Contudo, salta aos olhos as normativas infralegais editadas pelo ICMBio e pelo Ibama, que introduziram a previsão de que autos de infração lavrados por outros órgãos integrantes do Sistema Nacional do Meio Ambiente (Sisnama) podem ser considerados para fins de agravamento de penalidades. A Instrução Normativa nº 9/GABIN/ICMBio, de 23 de agosto de 2023, e a Instrução Normativa IBAMA nº 19, de 2 de junho de 2023, estabelecem que:

Instrução Normativa GABIN/ICMBio nº 09/2023

 Art. 86. Para efeito de agravamento da multa por reincidência, poderão ser utilizados autos de infração confirmados por outros órgãos integrantes do Sistema Nacional do Meio Ambiente – SISNAMA.

§ 1º O ICMBio poderá celebrar acordos de cooperação com órgãos estaduais e municipais de meio ambiente visando dar cumprimento ao disposto neste artigo.

§ 2º A informação acerca de eventuais autos de infração confirmados também poderá ser solicitada aos órgãos estaduais e municipais de meio ambiente, com base na Lei nº 10.650, de 16 de abril de 2003

Instrução Normativa IBAMA nº 19/2023

 Art. 24. O cometimento de nova infração ambiental pelo mesmo infrator, no período de cinco anos, contados da data em que a decisão administrativa que o tenha condenado por infração anterior tenha se tornado definitiva, implicará:

[…]

§ 1º As infrações ambientais praticadas pelo mesmo infrator e definitivamente julgadas pelas autoridades dos demais órgãos integrantes do Sistema Nacional de Meio Ambiente (Sisnama) poderão ser consideradas para o agravamento por reincidência pelo Ibama

Regulamentação de reincidência que majorem sanções

A principal problemática reside na ilegalidade de normas infralegais regulamentarem a reincidência que resulta em majoração das sanções, sendo que tal situação não é prevista na legislação hierarquicamente superior. O princípio da legalidade exige que qualquer sanção administrativa tenha previsão clara em lei, sendo questionável a validade de instruções normativas que ampliam as consequências jurídicas de infrações sem respaldo explícito na legislação de regência.

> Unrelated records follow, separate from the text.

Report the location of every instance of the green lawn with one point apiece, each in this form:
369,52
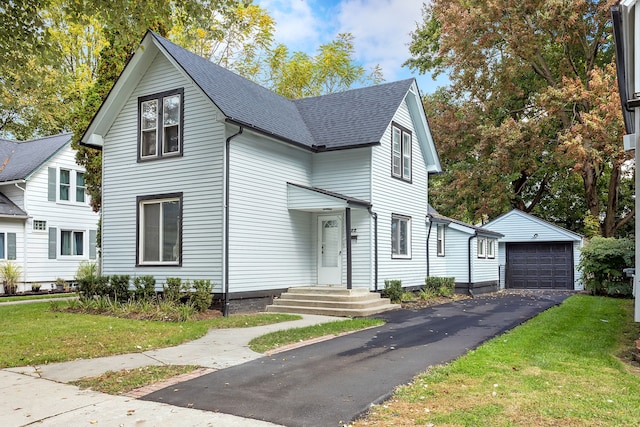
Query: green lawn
562,368
31,334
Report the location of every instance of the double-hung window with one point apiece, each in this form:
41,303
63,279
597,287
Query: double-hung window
482,252
440,239
401,152
160,125
65,184
491,248
400,236
160,229
71,243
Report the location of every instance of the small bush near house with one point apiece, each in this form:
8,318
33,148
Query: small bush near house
393,290
602,262
144,288
119,288
201,296
441,286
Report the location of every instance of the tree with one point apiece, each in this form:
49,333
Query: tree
333,69
533,80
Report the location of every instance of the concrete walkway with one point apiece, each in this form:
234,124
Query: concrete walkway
39,395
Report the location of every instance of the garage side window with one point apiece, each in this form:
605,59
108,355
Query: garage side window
441,239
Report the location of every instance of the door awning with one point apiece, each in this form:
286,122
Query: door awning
314,199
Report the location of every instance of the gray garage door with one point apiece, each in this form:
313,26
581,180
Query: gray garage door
539,265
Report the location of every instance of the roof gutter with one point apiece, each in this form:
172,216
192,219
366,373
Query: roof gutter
225,308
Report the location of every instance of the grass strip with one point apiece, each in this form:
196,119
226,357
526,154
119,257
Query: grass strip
38,297
560,368
124,380
276,339
31,334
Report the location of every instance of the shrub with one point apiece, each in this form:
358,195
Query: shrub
201,297
393,290
602,261
11,276
144,288
119,287
173,290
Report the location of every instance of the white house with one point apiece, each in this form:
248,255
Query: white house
535,254
207,175
47,226
466,252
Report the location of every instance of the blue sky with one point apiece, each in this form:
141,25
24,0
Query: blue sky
381,29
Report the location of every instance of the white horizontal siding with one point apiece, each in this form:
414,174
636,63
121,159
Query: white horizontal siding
198,174
394,196
346,172
519,227
270,247
59,214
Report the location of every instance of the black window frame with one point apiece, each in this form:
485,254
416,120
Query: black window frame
159,198
160,127
403,131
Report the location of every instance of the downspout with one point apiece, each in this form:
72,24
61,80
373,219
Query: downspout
24,244
428,235
375,247
227,152
469,290
349,260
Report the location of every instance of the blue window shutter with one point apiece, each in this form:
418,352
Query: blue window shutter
53,242
52,185
92,244
11,246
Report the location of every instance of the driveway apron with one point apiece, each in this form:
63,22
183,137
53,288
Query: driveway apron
333,382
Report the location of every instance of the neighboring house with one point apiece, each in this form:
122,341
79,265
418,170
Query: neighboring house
535,254
466,252
207,175
47,226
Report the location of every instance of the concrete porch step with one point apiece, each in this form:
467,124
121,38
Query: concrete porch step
331,301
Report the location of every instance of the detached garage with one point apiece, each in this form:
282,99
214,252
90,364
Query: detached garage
535,254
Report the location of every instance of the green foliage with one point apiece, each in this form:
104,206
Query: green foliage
10,273
119,288
144,288
201,297
602,261
393,290
174,290
442,286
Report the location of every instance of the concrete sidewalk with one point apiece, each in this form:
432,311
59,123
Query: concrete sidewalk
39,395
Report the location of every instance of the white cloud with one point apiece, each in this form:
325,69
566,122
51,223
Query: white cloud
299,25
382,31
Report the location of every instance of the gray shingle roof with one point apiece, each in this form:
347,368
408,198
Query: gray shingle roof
341,120
8,208
19,159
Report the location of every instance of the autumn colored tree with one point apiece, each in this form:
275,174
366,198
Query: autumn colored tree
532,106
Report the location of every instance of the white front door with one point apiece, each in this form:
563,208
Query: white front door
329,250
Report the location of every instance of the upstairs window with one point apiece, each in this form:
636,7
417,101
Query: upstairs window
491,248
401,152
161,123
482,251
440,239
65,184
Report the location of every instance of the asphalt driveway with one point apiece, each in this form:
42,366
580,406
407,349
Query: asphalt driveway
333,382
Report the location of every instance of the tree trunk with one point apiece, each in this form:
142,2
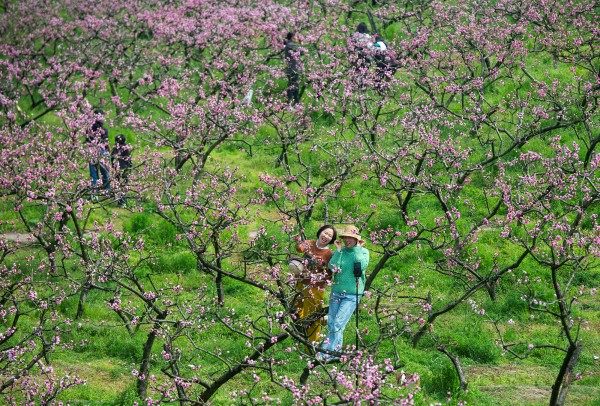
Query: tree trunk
82,298
142,383
565,376
456,362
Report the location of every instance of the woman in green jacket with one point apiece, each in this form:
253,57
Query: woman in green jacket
348,265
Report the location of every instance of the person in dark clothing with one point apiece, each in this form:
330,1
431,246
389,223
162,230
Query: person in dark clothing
385,64
293,67
121,160
97,137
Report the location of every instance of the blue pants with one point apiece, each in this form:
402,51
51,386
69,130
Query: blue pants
341,307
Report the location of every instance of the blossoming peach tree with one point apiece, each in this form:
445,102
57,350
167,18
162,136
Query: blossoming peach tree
478,127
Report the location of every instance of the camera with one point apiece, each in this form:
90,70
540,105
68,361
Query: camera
357,270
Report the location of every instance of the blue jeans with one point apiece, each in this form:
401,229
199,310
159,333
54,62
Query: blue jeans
103,171
341,307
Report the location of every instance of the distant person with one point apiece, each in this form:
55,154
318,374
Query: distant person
348,265
385,63
312,283
362,43
293,68
121,161
97,139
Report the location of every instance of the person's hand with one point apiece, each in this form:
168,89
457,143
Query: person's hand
338,244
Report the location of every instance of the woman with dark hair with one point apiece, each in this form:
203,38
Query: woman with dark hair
313,280
293,67
97,138
348,263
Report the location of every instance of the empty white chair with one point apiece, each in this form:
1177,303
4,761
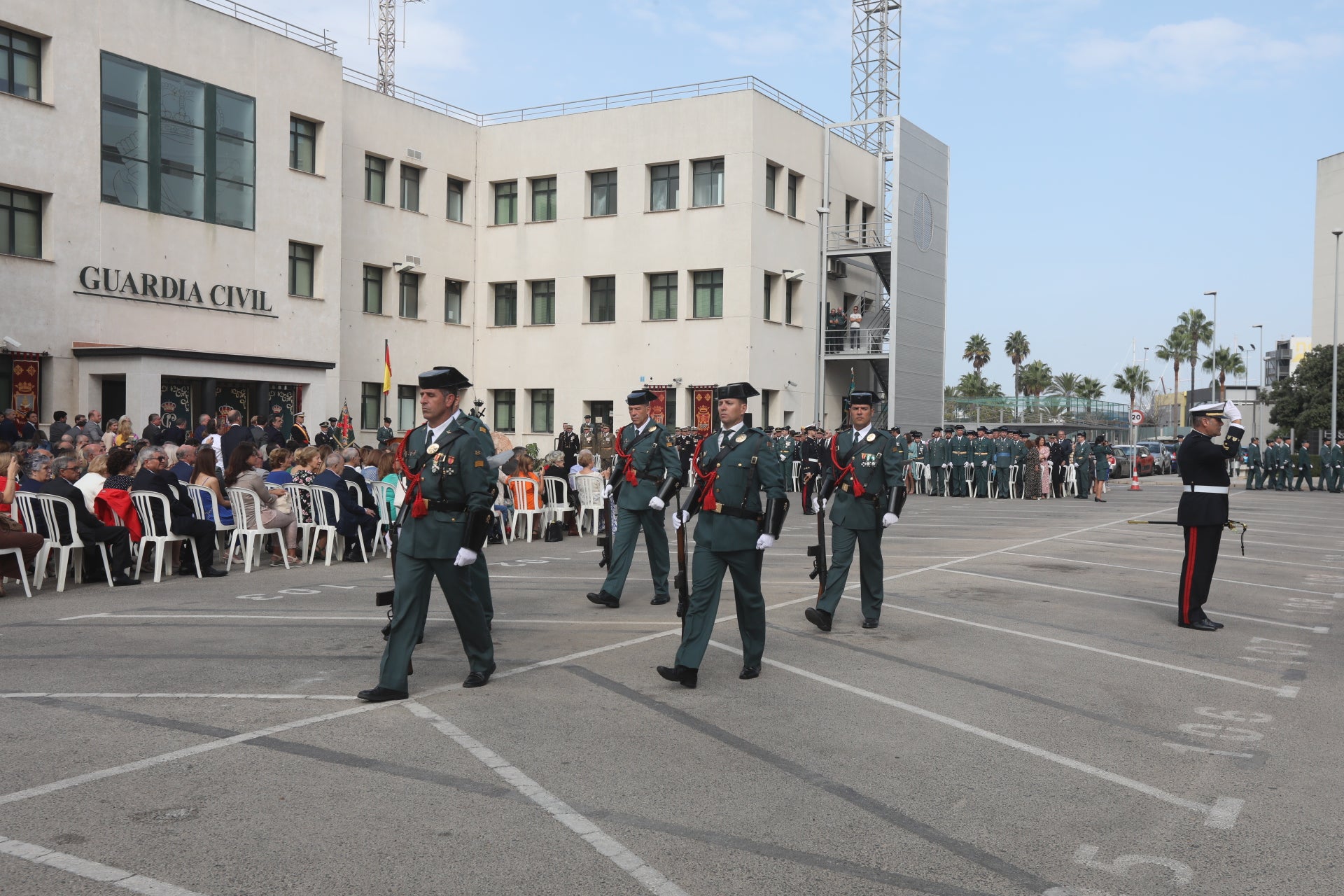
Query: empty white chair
589,488
249,530
158,535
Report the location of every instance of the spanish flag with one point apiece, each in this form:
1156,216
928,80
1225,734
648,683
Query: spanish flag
387,368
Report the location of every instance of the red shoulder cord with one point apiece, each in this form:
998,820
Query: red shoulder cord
847,470
420,507
707,491
625,456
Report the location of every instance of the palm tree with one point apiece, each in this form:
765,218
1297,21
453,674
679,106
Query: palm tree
1016,348
1065,384
1133,381
1225,360
1200,332
977,351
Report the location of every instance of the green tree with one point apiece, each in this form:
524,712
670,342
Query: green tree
1016,348
976,351
1133,382
1225,360
1303,400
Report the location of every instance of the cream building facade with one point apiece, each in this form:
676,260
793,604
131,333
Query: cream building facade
233,219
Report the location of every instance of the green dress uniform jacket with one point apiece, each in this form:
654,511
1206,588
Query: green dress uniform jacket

Ademais, a previsão de que o ICMBio “poderá celebrar acordos de cooperação” com órgãos estaduais e municipais para dar cumprimento ao disposto no artigo 86 da referida IN também não encontra respaldo legal. Em que pese a ilegalidade na aplicação de tal reincidência, o fato é que o ICMBio tem lançado mão de tal expediente e mais, sem indicar expressamente a existência qualquer acordo de cooperação no âmbito dos processos federais instaurados pelo Instituto, o que só majora a insegurança jurídica.

A falta de previsibilidade e uniformidade na aplicação da reincidência entre diferentes esferas federativas pode gerar insegurança jurídica para os administrados. Sem previsão expressa em lei, a utilização de autos estaduais e municipais para agravar penalidades federais pode violar o princípio da legalidade e abrir margem para contestações judiciais.

Dessa forma, um dos grandes desafios é garantir que a aplicação da reincidência ocorra dentro de critérios objetivos e legais, assegurando que as sanções administrativas sejam previsíveis e não resultem em interpretações arbitrárias ou expansivas que prejudiquem os administrados.

Diante do exposto, verifica-se que a utilização de autos de infração estaduais ou municipais para caracterizar reincidência em processos federais apresenta diversas fragilidades jurídicas. A ausência de previsão expressa na legislação ambiental federal, somada à autonomia dos entes federativos e à repartição de competências estabelecida pela Lei Complementar nº 140/2011, demonstra que essa prática carece de fundamentação legal adequada.

 


[1] SUNDFELD, Carlos Ari; SOUZA, Rodrigo Pagani de. Reincidência no direito administrativo sancionador. Revista do Direito Público, Londrina, v. 12, n. 1, abr. 2017.